Tributes in Memory of Professor Derrick Bell
Richard L. Revesz
Dean and Lawrence King Professor of Law
New York University School of Law
October 6, 2011
Dear Alumni and Friends,
I am writing to share with you the very sad news that Professor Derrick Bell passed away yesterday.
For more than twenty years, the Law School community has been profoundly shaped by Derrick’s unwavering passion for civil rights and community justice, and his leadership as a scholar, teacher, and activist. A devoted professor of constitutional law, Derrick instilled in his students a deep sense of professional and ethical responsibility and encouraged them to confront complex issues about race and difference.
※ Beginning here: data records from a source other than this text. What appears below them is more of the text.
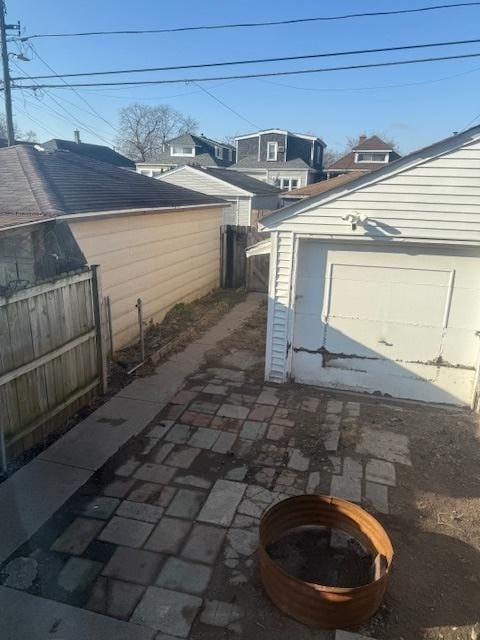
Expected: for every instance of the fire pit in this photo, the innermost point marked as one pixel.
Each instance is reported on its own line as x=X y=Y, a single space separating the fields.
x=357 y=594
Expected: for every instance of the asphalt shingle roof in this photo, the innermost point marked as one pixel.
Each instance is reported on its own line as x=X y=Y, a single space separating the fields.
x=59 y=183
x=96 y=151
x=242 y=180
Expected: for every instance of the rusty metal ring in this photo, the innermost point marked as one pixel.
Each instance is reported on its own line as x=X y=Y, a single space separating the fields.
x=319 y=606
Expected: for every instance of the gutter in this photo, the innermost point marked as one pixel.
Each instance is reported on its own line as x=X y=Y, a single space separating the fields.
x=145 y=211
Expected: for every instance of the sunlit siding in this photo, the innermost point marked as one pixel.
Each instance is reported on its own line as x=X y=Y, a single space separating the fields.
x=162 y=258
x=438 y=199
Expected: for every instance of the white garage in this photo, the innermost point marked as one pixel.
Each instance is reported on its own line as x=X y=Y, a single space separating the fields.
x=375 y=286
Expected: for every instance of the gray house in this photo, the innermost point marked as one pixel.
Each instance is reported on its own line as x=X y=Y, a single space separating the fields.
x=284 y=159
x=188 y=149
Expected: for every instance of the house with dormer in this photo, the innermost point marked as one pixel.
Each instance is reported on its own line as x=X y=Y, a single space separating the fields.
x=279 y=157
x=369 y=154
x=188 y=149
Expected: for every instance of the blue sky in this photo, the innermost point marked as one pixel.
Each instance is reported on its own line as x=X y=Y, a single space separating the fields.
x=434 y=99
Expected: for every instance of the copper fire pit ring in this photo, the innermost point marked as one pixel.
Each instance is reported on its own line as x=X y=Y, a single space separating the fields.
x=318 y=606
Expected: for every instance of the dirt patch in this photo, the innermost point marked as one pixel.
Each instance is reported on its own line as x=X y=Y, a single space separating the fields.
x=312 y=554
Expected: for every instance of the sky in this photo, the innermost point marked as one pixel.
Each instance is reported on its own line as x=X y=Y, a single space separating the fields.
x=414 y=104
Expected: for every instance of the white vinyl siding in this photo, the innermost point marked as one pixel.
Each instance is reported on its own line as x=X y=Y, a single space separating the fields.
x=436 y=200
x=279 y=302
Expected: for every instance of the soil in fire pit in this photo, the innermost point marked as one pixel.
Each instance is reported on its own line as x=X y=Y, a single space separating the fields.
x=323 y=556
Derrick wrote extensively about the progress of racial reform in the United States across a range of genres, from fiction to legal analysis to autobiography. He contributed key writings that helped form the critical race theory movement in the mid-seventies, and his casebook, Race, Racism and American Law is used widely in law schools across the country. He has also explored these issues as they relate to music in a book of essays and parables, and introduced the Bell Annual Gospel Choir Concert, now a long-standing and deeply moving tradition at the Law School.
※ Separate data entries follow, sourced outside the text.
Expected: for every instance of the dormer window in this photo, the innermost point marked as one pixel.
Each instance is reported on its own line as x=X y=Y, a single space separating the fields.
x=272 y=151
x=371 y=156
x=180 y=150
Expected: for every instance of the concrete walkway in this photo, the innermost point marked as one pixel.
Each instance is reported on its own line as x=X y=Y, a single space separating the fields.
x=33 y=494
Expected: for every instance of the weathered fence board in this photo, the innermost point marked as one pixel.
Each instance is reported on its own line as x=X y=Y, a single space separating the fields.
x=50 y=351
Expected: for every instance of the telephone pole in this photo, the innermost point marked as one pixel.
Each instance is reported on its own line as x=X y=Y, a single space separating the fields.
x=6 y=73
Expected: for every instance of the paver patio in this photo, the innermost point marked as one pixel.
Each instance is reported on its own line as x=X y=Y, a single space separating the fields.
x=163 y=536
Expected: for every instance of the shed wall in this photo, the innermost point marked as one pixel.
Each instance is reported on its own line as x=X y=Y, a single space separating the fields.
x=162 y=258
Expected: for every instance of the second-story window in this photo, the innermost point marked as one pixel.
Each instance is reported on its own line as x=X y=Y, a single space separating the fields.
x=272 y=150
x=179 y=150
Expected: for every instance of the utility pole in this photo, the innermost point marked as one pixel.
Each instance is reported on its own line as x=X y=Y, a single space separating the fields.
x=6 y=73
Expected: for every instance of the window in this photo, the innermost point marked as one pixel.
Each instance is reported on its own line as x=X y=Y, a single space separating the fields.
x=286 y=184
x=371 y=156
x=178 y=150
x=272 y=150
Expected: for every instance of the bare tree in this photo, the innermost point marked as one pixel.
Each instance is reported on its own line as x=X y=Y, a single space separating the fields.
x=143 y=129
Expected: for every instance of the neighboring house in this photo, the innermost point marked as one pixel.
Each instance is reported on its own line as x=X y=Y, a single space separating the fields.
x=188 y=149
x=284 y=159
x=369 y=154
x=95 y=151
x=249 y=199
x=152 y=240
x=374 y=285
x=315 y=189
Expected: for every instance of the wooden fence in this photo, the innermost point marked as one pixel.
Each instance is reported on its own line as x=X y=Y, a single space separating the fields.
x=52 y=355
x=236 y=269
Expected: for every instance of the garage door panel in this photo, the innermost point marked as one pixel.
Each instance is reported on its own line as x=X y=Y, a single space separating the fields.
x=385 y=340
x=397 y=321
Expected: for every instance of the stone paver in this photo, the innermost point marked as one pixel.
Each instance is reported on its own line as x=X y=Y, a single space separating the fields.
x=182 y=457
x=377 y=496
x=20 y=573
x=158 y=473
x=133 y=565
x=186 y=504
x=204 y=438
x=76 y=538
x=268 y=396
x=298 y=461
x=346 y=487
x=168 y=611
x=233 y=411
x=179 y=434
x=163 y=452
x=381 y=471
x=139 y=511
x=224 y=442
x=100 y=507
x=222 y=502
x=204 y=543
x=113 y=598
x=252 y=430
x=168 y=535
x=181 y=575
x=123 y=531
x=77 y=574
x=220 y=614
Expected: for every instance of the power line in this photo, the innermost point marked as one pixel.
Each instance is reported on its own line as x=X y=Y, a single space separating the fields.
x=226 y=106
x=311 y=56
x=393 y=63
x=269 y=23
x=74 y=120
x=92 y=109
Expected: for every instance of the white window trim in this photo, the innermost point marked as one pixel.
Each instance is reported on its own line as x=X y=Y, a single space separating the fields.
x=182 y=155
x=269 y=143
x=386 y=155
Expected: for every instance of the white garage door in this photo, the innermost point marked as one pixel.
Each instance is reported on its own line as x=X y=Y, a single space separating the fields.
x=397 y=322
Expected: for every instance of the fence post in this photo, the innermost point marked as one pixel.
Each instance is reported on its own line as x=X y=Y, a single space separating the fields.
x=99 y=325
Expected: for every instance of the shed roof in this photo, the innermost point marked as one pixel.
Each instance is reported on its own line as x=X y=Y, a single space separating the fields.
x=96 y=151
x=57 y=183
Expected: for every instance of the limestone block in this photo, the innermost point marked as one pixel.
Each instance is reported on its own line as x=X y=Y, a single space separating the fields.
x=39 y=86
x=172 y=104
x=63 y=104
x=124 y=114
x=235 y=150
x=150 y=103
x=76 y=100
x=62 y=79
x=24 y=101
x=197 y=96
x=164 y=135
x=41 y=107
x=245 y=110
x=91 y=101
In addition to his far-reaching impact as a teacher and scholar, Derrick championed the cause of civil rights outside the classroom. He leveraged his positions as the first tenured African American professor at Harvard Law School and first African American dean of the University of Oregon School of Law to challenge law schools around the country to embrace diversity in their hiring practices. After graduating from University of Pittsburgh School of Law in 1957, he worked with the Civil Rights Division of the U.S. Justice Department, the only African American among thousands of lawyers. He left after two years when the government asked him to resign his membership of the NAACP and then went on to become first assistant counsel at the NAACP Legal Defense and Educational Fund under Thurgood Marshall, supervising more than 300 school desegregation cases in Mississippi.
Since 1995, he has enriched our intellectual community by bringing prominent scholars to the Law School for the annual Bell Lecture to discuss everything from racially tinged economics to post-racial challenges in the Obama era. His legacy will continue on November 2, when we welcome this year’s Bell lecturer, Ian Haney-López, John H. Boalt Professor of Law from the University of California Berkeley School of Law to discuss contemporary racial equality law.
On Tuesday, February 28, we will posthumously dedicate the 69th Volume of the NYU Annual Survey of American Law to Derrick. Tributes will be given by Derrick’s friends, colleagues, and peers, including NYU President John Sexton. The dedication ceremony will be held at 4:30 p.m., in Vanderbilt Hall, Greenberg Lounge, followed by a reception.
A memorial service will be held in New York City in the coming weeks. We will provide information about the date and time of the service as soon as it is available. Derrick’s wife, Janet, requests that, in lieu of flowers, contributions be made to:
Derrick Bell Lecture Fund
New York University School of Law
Office of Development and Alumni Relations
110 West 3rd Street, 2nd Floor
New York, NY 10012
Derrick was a beloved member of the NYU community who inspired countless scholars and faculty to stand up for their principles. He will be deeply missed, but his strong moral compass will continue to guide us.
His much devoted wife, Janet, and his three children, Derrick, Douglas and Carter, are in our thoughts and prayers during this very difficult time.